Reading Just finished reading "A Knight In Shining Armor" by Jude Deveraux last night. In it, the hero, Nicholas, came forward in time to clear his name. When that didn't work, the heroine, Dougless, had to go back in time, 4 years before Nicholas came forward to her time. Sounds confusing? Not really. And I love how JD wrote about Elizebethian time, her attention to details of everyday lives. I like history, and I love the Middle Ages of Europe. Well, Middle Ages onwards, anyway. In the book, when Dougless went back, she kept seeing things she knew she could improve, but she kept telling herself that she wasn't there to change the world, she was only there to change Nicholas' fate. Which is true. I mean, to quote Professor Dumbledore in Harry Potter and the Prisoner of Azkaban (book, not movie), "The consequences of our actions are always so complicated, so diverse, that predicting the future is a very difficult business indeed..." and that's true. A little thing in the past can have massive consequences of the future.

Which is why I don't think time is something you can go back to or go forward to (like in the movies "Back To The Future" and "Time Machine" and all that). Possibly, you can go back because the past has happened but I don't think you can go to the future because the future hasn't occured. Still. The logistics of the situation is quite mind-bogling. Anyway...

After reading the book, I stopped to wonder: If I could go back in time, any place and any, um, era back in time, what would I pick? And if I was able to go back, what small thing could I change that would improve their life back then yet not have these huge consequences that can change the future so much? Also, what part of their lives would I be most interested in experiencing?

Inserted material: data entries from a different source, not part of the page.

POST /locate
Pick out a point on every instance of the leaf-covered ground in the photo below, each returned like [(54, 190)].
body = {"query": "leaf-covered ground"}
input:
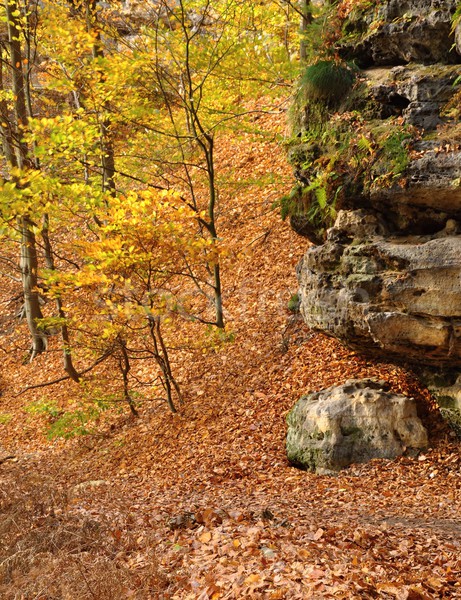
[(203, 504)]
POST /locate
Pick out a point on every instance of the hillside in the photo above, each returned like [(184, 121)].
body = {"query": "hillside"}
[(203, 504)]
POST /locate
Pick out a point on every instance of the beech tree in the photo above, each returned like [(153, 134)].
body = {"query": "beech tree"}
[(112, 122)]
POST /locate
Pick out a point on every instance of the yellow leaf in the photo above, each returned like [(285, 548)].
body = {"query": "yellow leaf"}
[(205, 537)]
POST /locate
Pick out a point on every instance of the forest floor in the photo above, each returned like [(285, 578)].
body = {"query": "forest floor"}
[(203, 504)]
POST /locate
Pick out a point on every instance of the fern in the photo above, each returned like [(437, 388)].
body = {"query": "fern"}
[(328, 81)]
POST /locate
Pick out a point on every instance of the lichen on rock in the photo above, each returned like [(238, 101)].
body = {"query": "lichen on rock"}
[(352, 423)]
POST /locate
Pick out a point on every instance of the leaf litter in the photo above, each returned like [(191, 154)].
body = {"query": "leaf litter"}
[(203, 504)]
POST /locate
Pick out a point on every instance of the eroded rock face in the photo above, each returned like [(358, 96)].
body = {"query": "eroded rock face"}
[(398, 32), (394, 296), (352, 423)]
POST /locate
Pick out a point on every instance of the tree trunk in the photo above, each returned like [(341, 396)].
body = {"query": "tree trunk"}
[(306, 20), (29, 260), (66, 347), (28, 264)]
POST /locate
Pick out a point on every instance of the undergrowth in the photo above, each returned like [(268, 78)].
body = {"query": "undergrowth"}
[(48, 552)]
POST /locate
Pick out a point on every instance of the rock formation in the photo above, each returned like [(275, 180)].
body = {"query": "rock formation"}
[(384, 273), (352, 423)]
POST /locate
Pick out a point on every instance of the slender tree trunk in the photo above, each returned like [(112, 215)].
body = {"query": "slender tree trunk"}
[(306, 20), (66, 346), (29, 259), (107, 146), (160, 353), (28, 264), (125, 367)]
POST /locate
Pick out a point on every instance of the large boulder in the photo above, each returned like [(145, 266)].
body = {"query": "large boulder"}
[(352, 423)]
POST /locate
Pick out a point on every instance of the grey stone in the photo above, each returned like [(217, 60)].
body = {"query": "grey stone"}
[(416, 91), (403, 32), (352, 423), (395, 297)]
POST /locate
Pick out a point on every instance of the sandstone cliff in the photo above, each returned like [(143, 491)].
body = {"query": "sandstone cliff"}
[(379, 187)]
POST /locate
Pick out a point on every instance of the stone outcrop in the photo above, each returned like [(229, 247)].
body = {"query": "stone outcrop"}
[(399, 297), (401, 31), (352, 423), (385, 276)]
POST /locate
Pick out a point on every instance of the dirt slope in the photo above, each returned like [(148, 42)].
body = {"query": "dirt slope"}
[(203, 504)]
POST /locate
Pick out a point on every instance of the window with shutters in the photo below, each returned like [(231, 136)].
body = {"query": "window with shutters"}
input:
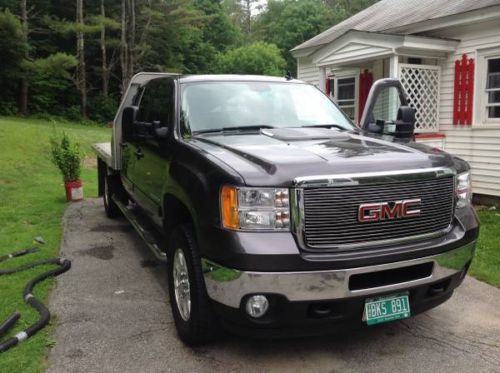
[(493, 88)]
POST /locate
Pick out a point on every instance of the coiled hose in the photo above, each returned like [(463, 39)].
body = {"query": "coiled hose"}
[(63, 266)]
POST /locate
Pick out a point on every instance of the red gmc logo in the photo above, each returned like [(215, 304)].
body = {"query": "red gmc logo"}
[(389, 211)]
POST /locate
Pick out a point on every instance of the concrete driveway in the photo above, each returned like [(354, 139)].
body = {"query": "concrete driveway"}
[(112, 315)]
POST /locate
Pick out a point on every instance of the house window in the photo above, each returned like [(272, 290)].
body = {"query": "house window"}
[(345, 95), (493, 88)]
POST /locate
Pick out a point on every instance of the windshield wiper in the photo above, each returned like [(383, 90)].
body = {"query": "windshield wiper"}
[(236, 128), (338, 126)]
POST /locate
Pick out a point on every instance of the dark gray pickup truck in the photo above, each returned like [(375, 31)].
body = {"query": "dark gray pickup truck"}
[(276, 214)]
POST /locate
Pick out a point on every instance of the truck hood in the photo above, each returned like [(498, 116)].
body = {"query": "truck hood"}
[(277, 156)]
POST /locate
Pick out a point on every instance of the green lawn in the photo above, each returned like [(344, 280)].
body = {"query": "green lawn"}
[(32, 202), (486, 263)]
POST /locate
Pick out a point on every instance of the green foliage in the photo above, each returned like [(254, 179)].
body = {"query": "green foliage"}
[(103, 109), (487, 259), (12, 44), (50, 80), (185, 36), (12, 48), (257, 58), (32, 203), (289, 23), (66, 156)]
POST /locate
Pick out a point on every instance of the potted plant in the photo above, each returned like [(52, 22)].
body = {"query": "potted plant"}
[(66, 155)]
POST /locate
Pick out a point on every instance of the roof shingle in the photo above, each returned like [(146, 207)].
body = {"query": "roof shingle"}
[(389, 14)]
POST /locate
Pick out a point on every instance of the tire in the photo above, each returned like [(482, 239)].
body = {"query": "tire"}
[(110, 207), (198, 327)]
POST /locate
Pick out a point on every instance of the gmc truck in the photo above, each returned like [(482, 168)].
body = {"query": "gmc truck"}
[(275, 214)]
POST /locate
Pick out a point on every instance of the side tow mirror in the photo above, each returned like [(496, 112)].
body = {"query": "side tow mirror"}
[(405, 122), (129, 116)]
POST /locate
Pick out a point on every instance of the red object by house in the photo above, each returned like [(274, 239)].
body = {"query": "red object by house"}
[(463, 91), (365, 83)]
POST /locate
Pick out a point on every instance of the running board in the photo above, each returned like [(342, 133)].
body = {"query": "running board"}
[(147, 235)]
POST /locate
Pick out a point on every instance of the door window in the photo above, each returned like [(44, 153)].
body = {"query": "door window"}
[(157, 102), (387, 105)]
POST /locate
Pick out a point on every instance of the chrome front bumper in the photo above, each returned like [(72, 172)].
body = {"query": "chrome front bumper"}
[(229, 286)]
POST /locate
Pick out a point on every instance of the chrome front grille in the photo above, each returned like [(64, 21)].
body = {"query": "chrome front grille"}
[(330, 213)]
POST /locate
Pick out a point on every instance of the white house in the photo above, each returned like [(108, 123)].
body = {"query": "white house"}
[(447, 55)]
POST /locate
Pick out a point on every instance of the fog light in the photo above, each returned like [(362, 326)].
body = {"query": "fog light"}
[(257, 306)]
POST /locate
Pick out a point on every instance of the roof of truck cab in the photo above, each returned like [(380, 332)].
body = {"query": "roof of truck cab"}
[(234, 78)]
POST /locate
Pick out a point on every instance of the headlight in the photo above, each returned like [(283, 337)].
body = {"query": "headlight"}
[(463, 190), (255, 208)]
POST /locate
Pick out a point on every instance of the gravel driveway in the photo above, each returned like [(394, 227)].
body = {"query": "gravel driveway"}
[(112, 315)]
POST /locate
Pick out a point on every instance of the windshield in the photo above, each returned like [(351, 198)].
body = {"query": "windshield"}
[(207, 106)]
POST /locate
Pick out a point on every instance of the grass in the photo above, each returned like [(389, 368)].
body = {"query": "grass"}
[(486, 263), (32, 202)]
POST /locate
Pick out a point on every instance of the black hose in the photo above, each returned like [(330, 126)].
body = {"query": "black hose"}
[(18, 253), (7, 324), (64, 265)]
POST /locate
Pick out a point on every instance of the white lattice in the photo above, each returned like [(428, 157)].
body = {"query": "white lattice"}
[(421, 83)]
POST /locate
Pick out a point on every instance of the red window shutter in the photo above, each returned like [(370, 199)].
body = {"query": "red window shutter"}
[(463, 91), (365, 83)]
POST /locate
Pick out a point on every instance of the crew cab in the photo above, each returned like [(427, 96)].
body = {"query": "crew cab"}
[(275, 214)]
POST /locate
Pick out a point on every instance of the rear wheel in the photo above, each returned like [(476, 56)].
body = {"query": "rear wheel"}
[(192, 313), (110, 189)]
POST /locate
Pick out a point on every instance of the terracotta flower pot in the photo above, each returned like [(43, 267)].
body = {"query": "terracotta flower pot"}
[(74, 190)]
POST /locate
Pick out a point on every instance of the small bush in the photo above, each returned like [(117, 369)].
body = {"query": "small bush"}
[(66, 155)]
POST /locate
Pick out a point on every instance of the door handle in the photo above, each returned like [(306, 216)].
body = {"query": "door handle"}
[(139, 154)]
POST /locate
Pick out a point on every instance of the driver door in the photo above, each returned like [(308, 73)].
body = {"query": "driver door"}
[(156, 110)]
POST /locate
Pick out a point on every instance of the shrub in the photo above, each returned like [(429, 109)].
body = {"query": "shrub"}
[(66, 155)]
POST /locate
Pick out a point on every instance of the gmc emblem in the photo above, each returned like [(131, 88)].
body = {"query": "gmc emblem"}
[(389, 210)]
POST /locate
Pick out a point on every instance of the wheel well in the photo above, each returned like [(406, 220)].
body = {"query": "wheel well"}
[(175, 212)]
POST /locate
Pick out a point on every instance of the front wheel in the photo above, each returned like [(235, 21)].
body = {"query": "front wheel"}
[(192, 313)]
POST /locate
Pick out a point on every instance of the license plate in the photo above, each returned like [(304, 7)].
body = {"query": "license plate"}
[(385, 309)]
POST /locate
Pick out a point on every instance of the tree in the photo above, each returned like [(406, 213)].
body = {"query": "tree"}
[(81, 73), (257, 58), (23, 99), (288, 23), (13, 46)]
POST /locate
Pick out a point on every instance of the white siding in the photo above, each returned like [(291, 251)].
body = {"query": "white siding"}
[(307, 71), (478, 144)]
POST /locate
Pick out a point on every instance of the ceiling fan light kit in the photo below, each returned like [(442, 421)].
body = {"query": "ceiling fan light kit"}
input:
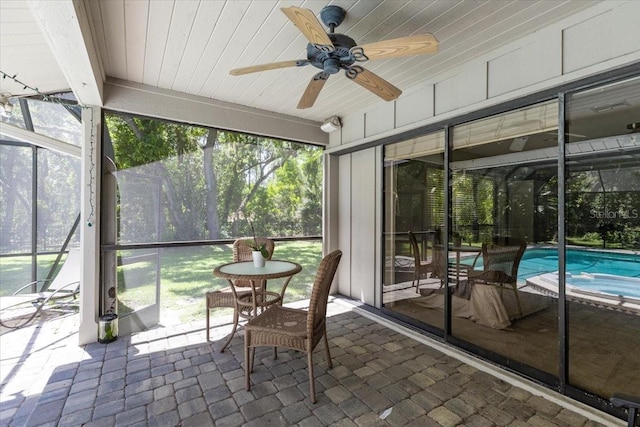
[(331, 124), (331, 52)]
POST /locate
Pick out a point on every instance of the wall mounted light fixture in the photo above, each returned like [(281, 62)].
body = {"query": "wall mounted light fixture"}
[(5, 104)]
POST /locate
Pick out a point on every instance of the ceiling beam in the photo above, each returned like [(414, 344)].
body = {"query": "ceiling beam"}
[(137, 98), (66, 28)]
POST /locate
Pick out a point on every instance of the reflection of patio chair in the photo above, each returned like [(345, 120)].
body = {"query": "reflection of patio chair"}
[(421, 268), (500, 261), (292, 328), (632, 403), (20, 308), (225, 297)]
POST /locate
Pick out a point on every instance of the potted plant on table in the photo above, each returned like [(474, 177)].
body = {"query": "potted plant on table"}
[(260, 253)]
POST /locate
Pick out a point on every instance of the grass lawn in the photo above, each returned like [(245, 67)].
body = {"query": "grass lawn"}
[(186, 273)]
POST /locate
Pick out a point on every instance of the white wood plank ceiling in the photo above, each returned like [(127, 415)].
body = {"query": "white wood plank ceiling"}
[(190, 45)]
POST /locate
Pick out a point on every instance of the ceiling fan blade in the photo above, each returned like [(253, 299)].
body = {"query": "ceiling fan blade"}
[(313, 90), (404, 46), (308, 24), (373, 82), (271, 66)]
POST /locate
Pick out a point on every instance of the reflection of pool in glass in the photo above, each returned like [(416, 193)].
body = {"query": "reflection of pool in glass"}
[(602, 272), (540, 260), (608, 284)]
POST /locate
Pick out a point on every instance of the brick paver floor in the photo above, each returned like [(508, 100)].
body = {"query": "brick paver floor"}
[(381, 375)]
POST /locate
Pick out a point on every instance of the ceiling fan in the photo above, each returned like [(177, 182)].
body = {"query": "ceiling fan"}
[(332, 52)]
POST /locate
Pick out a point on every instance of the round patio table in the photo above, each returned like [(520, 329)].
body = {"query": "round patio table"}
[(250, 302)]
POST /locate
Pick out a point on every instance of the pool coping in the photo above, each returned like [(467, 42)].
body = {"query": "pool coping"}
[(612, 302)]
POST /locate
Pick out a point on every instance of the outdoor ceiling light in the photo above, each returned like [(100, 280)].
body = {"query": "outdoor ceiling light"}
[(331, 124), (634, 127), (4, 102)]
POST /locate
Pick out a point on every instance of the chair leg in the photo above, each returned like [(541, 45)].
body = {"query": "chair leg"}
[(312, 385), (233, 331), (326, 347), (515, 290), (208, 311), (247, 365)]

And I've got a couple of choices there. First, I'd love to go back to Jesus' time and just, yknow, talk to him. I want to learn what he did say and what he didn't (because secondhand stories aren't always accurate). Of course, if I went back then, I don't think I'd have changed anything since changing something would mean huge changes in the Christian religion as we know it. I'd probably try to scientifically explain his miracles tho LOL It's not that I don't believe, but I just want to know if there's a scientific, or a physical, explanation to the things he did.

Also, if I went back to the years 1500-1600s, being a doctor, I'd definitely have something to say about their medical practices back then. And yet, I'd probably be too afraid to do anything because people in those days tended to explain unexplainable things by dubbing them "witchcraft" and, really, it was no laughing matter back then. But I'd probably imititate Dougles and just suggest (strongly) that everybody should wash their hands before touching the sick. And to definitely get rid of leeches. And the bit of life that I'd want to learn? Fashion LOL All those clothes, one on top of the other, no underwear; and the corset - I wonder how that felt like.

Yet I wouldn't want to actually live in their time. I quite prefer our time now. Even though there's so much bad in the world and no one seems to know the meaning of "honor" anymore. Still, the present's not really so bad now, is it?